I use it mainly with people I am familiar with.
I like to have terms of endearment for others and thats just one thats been good in a lot of contexts for me.
You and SCmSTR have pointed out the complexity in choosing that as a go to.
Thank you!
Using a validating, non vaguely-male term is great, though!
Most of the terms are like: “these are MALE terms and also girls can be ‘one of the bros’ in certain circumstances”… but that’s just not what transition is about.
We don’t want to be “just one of the bros”; you gotta understand that:
a) that’s NOT what a lot of us after,
b) the world doesn’t revolve around men and being men and being masculine (and perpetuating that male chauvinism perspective is shitty),
and c) it’s okay to call girls, girls, and to be a woman. That isn’t a negative or lesser or othering l thing, despite how much of society raises us to believe.
I’m also not saying that we don’t want to be included wherever we feel comfortable fitting in, we absolutely do. And I think a lot of allies understand that. But just as many allies understand that trans women feel left out from being included in feminine spaces, as well. And sometimes, while we may fit in better with the bros, way more than the girls, that itself can feel awful and really get the dysphoria going. Sometimes though, some of us realize that the dudes that are bros we realize are hot and dumb and we want to be closer to them for… different reasons.
Personally, I’m poly and pan and just want everybody to get along and not have weird stereotypically forced gender segregated hobbies, interests, and cliques anymore because that’s weird and uncomfy. I don’t even know what I’m talking about anymore I haven’t eaten today yet. Homie is fine, I guess, but borderline, personally. I don’t know a better replacement.
I’m a person who calls everyone “dude”, “bro”, “man” etc. regardless of gender. When I talk to a woman using those words, my mentality isn’t that they are necessarilly “one of the bros” specifically meaning “similar to one of my male friends”, but more that I’ve never called anyone “sis” or “girl” in my life, and I’m not about to start. I also don’t like using gendered pronouns in any conversation, regardless of who I’m talking to. For example, instead of “him” or “her”, I will usually say " 'em" (short for them).

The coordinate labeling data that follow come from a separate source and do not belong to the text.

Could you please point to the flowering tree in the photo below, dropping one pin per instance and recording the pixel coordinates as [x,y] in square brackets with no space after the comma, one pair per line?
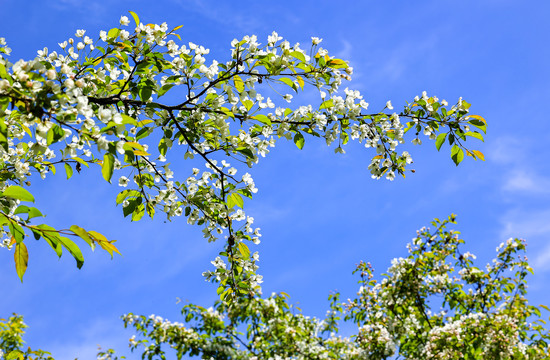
[131,100]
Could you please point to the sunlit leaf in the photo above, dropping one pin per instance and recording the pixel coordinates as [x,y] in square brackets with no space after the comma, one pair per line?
[457,154]
[299,140]
[136,18]
[235,199]
[108,166]
[68,170]
[73,249]
[440,140]
[243,249]
[239,84]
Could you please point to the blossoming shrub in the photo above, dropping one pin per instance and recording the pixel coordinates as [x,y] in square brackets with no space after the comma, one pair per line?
[131,100]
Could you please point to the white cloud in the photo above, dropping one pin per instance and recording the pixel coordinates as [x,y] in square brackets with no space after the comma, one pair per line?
[534,226]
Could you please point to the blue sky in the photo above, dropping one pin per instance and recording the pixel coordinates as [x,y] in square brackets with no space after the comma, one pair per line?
[320,213]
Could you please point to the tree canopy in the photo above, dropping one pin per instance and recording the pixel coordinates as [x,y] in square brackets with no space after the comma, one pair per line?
[130,102]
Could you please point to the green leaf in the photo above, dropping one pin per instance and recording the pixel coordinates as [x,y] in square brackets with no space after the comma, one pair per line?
[289,82]
[16,354]
[474,134]
[3,73]
[108,166]
[138,212]
[263,119]
[440,140]
[113,33]
[457,154]
[3,135]
[145,93]
[479,124]
[125,194]
[163,148]
[51,236]
[129,120]
[326,104]
[21,256]
[239,84]
[235,199]
[16,231]
[245,151]
[299,140]
[68,170]
[337,64]
[73,250]
[298,55]
[17,192]
[243,249]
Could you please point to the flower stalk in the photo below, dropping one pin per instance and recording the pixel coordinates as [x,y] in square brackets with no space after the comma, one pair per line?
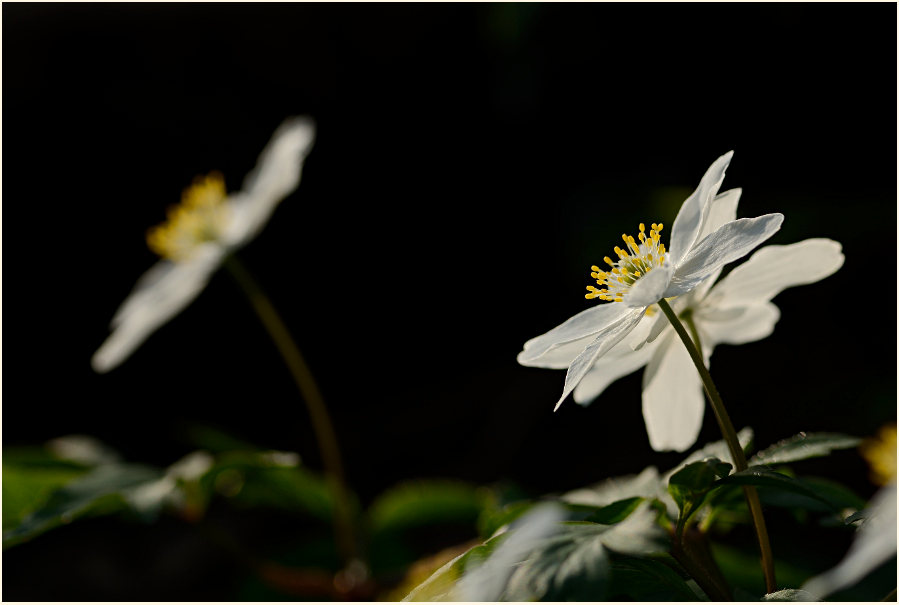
[730,437]
[315,404]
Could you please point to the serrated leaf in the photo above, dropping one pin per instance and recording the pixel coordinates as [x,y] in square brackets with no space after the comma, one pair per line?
[571,567]
[802,446]
[641,579]
[834,495]
[25,489]
[492,519]
[418,503]
[614,512]
[789,594]
[690,485]
[270,480]
[765,477]
[441,585]
[105,489]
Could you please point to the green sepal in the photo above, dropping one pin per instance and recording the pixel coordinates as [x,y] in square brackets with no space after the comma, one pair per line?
[690,485]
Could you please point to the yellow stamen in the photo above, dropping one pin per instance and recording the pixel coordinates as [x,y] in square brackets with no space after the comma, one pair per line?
[200,217]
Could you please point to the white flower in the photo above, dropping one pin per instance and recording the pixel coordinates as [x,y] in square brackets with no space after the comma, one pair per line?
[875,540]
[645,272]
[736,310]
[199,233]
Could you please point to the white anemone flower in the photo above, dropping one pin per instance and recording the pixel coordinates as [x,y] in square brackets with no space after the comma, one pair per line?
[875,541]
[208,225]
[736,310]
[645,272]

To me, I am not talking to a man or a woman; I am talking to a human.
With my transfem friends, though, I usually just call them by their name, since that seems to be a good compromise.
Who knows. Maybe I’ll just start calling everyone “comrade”
Perhaps you should reflect on why you think bro and dude is humanizing but sis and girl is not
Easy. I’m a straight male who grew up around surfers in California.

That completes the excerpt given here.